Winter is a genuinely international effort, featuring Roots on guitar or dobro and Terep or Andrew Mikk on drums on every track. Peeter Piik adds upright bass to just three tracks and engineer Asko-Romé Altsoo adds “additional instrumentation” to “All In The Cards”.  Also appearing are Brits Richard Townend (vocals and guitar), Steve Lury (vocals and harmonica), and Louie Digman (vocals and piano); Fin Ismo Haavisto on vocals and harmonica; Americans Bert Deivert (vocals and mandolin), James Dalton (vocals) and Howard Fishman (vocals and acoustic guitar); Estonian Mikk Tammepõld (vocals); and Latvians Lorete Medne (vocals) and Edgars Galzons (helicon). In addition, while the majority of the album was recorded, mixed and mastered in Tartu, Estonia, tracks by some of the guest musicians were recorded in New York City; Karlstad, Sweden; Lahti, Finland; and Mundon, England. With such a large number of contributing musicians – particularly with eight different lead singers – and the variety of recording locations, it is a tribute to Asko-Romé Altsoo that the album holds together so well and sounds so consistent.

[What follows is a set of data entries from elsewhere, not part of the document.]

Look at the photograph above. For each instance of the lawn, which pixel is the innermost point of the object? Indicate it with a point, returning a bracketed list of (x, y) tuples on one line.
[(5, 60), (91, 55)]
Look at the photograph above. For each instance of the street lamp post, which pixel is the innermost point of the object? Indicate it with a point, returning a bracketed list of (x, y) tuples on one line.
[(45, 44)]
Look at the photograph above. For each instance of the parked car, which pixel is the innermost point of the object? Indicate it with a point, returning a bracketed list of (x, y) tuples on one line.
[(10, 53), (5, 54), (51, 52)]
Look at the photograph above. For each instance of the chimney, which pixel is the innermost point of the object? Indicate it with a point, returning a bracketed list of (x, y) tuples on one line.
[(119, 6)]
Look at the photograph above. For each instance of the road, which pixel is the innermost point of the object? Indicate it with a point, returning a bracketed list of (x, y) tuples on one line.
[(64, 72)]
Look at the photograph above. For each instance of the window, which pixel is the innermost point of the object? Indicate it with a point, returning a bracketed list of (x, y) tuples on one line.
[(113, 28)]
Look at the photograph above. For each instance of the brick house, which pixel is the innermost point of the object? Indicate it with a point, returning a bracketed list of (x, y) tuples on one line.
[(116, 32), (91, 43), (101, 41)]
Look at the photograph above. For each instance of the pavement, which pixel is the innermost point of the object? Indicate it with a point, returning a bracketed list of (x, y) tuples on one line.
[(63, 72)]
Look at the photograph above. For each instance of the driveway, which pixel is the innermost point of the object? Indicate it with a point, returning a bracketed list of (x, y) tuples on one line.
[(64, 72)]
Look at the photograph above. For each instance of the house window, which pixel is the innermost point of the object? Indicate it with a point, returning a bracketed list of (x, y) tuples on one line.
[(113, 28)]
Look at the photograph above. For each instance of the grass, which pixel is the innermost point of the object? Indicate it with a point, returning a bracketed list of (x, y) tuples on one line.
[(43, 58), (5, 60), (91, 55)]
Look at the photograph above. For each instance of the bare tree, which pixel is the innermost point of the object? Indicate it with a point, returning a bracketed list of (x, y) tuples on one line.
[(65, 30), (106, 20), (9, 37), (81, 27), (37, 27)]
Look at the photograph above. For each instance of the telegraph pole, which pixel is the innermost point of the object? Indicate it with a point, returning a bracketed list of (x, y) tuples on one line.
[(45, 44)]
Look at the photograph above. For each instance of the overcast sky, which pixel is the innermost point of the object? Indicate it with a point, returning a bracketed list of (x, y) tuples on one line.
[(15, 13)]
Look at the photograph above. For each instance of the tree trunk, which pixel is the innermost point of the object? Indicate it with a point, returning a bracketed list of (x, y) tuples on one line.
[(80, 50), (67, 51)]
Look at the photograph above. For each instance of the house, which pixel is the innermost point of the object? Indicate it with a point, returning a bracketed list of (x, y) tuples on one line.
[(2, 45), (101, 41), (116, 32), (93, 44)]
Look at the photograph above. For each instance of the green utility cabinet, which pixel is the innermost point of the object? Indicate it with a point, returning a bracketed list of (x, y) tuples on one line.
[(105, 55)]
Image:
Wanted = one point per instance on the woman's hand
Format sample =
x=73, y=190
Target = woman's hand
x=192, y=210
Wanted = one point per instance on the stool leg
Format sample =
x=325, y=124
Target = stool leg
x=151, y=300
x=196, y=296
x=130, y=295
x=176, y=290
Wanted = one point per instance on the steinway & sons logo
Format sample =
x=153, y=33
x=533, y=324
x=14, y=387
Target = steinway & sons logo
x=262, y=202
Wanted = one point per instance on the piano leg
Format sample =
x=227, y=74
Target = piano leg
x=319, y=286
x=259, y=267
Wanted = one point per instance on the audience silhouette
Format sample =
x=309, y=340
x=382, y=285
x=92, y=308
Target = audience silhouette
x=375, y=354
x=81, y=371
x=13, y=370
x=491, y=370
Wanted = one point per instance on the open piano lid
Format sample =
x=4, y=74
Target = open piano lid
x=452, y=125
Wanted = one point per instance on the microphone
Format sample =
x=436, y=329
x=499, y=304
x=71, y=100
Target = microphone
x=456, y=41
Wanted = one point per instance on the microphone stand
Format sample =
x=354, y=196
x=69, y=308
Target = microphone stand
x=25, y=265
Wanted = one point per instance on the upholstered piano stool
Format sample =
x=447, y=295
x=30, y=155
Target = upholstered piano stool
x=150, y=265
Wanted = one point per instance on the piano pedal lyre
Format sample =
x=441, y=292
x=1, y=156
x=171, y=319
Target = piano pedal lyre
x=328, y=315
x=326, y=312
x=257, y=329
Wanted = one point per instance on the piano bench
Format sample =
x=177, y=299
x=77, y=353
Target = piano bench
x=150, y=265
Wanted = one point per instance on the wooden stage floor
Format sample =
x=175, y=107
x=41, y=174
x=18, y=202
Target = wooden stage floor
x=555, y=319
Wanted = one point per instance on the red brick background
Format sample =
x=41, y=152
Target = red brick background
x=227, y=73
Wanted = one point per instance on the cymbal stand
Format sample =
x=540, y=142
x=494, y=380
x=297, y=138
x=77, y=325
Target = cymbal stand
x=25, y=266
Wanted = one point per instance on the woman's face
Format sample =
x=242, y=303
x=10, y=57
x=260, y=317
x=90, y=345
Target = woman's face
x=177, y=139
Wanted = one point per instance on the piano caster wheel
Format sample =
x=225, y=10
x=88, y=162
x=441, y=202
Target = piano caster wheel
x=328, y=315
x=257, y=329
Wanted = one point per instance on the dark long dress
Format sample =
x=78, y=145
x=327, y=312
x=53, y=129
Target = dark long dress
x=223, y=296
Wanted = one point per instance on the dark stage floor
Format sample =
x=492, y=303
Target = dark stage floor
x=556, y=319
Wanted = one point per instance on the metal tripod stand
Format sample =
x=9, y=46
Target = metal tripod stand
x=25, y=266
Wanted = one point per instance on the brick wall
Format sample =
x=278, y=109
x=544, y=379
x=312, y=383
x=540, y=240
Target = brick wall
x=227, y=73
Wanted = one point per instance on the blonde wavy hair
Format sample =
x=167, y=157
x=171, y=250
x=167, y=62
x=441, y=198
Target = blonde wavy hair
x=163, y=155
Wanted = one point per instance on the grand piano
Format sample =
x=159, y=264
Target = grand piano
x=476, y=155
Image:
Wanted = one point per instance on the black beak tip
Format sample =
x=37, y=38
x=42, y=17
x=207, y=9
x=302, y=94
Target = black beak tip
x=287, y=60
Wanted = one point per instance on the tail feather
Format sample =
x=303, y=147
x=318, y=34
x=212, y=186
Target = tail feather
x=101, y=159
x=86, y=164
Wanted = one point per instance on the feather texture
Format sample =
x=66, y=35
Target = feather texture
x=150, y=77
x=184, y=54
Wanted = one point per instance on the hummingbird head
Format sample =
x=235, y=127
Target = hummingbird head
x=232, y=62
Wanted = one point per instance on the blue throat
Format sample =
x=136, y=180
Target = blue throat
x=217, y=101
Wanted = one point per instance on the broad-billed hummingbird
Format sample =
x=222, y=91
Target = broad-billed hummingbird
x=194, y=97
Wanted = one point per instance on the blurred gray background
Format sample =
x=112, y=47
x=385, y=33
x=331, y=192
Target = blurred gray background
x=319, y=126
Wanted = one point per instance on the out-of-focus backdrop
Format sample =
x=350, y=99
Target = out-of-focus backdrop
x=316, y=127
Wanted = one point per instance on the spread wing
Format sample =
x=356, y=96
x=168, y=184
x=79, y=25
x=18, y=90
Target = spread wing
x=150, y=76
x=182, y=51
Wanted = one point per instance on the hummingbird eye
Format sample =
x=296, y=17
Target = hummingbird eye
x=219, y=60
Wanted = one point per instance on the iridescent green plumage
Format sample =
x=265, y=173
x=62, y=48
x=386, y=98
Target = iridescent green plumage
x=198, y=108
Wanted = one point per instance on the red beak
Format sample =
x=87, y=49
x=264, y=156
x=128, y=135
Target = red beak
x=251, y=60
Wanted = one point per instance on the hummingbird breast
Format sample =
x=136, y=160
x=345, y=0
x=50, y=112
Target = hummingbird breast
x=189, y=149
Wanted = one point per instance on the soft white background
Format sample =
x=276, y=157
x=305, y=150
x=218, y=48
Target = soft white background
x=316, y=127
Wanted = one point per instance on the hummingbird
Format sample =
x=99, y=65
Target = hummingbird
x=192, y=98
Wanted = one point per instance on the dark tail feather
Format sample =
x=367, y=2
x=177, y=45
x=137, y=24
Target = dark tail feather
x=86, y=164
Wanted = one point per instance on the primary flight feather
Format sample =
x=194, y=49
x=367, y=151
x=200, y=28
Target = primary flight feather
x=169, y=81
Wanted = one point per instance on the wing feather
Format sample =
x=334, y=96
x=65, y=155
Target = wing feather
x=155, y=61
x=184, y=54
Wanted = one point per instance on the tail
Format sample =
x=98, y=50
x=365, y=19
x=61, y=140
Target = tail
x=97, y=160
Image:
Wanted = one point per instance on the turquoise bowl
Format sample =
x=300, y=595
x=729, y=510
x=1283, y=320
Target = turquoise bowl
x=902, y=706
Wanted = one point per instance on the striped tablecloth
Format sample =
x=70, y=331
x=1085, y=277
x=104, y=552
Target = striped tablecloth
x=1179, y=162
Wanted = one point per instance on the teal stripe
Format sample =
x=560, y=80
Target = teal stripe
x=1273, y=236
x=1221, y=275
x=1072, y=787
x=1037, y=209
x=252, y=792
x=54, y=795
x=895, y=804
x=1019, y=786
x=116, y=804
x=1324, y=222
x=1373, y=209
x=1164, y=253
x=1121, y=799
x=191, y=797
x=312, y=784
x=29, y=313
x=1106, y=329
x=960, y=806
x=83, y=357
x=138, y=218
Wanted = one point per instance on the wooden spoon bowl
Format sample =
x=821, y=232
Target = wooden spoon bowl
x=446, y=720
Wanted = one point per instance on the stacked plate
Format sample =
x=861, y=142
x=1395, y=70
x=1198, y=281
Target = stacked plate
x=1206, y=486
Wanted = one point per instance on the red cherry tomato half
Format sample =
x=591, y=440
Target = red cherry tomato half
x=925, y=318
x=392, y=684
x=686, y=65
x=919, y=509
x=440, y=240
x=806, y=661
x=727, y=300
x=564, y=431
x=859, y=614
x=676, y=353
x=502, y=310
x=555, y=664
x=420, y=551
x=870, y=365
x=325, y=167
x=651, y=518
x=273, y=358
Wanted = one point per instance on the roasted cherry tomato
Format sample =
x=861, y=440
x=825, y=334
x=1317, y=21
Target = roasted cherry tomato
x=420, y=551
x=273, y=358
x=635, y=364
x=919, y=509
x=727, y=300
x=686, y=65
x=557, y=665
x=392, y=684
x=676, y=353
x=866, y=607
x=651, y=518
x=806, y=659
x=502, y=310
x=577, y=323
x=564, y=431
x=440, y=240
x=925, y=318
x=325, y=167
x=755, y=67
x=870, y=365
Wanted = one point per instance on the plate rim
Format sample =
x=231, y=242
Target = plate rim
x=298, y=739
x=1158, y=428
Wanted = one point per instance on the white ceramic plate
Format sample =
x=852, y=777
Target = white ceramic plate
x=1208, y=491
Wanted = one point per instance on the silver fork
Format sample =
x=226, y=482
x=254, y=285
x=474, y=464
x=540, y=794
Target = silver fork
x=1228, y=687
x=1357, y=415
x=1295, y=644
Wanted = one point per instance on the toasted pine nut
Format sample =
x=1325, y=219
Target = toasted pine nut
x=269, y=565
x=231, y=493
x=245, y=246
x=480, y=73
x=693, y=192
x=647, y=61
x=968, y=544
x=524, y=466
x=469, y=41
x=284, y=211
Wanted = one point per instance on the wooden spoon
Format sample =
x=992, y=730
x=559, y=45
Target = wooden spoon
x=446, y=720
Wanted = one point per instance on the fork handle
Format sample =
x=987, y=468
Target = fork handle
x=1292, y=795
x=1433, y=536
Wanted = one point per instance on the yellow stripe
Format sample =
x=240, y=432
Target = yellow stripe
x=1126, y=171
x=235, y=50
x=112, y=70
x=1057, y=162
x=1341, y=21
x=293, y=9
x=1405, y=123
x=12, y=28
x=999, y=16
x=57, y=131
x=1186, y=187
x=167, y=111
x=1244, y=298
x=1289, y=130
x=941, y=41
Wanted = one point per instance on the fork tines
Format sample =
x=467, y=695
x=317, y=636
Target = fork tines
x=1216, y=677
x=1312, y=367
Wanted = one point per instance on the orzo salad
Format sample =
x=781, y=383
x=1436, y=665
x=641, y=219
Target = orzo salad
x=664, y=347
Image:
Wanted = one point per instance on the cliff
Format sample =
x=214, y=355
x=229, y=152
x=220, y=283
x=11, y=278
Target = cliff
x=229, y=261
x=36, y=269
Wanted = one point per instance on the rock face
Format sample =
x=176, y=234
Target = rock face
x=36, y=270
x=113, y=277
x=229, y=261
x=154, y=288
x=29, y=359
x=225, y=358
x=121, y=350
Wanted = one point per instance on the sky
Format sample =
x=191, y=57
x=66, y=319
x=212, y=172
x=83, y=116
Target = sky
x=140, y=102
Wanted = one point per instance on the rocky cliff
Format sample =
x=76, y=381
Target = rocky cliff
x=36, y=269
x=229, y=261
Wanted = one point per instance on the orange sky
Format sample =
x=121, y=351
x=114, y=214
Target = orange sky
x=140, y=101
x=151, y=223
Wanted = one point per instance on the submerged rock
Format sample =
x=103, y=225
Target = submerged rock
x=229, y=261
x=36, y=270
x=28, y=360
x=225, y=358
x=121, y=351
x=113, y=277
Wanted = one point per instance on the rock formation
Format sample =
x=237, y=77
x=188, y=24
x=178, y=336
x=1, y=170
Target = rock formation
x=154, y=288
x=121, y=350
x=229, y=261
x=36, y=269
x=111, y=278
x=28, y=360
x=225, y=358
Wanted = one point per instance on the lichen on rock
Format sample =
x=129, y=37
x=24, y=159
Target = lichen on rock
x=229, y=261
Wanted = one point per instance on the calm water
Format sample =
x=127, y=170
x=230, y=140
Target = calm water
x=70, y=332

Roots is an impressive songwriter, pitching the songs very much within the blues stable yet keeping them interesting and avoiding clichés. “Morganfield Blues” is a loving tribute to the great Muddy Waters, with the band producing a very convincing impression of Muddy’s Folk Singer band, while Roots displays a surreal lyrical wit on tracks such as “Thanks For Bringing Me Down” where Howard Fishman sings “Waves inside my oven. Rays in my VCR. Urchins on Mars. Voices in my car. Thanks for bringing me down. Beam me up, Scotty. Don’t leave me hanging around.”

There are all sorts of highlights to enjoy on Winter, from Lorete Medne’s dreamy, floating vocals on “Solitaire” to Steve Lury’s seriously impressive whistling and distinctly English singing on “Someplace Nice” and Andres Mikk’s superb second-line drumming on “Karlova Blues”.  Underpinning it all however is Roots’ melodic, tasteful yet emotional slide guitar.

Winter is a very impressive release from Andres Roots.  If you are a fan of modern acoustic blues artists like Roy Rogers and Hans Theessink, you’ll definitely want to check it out.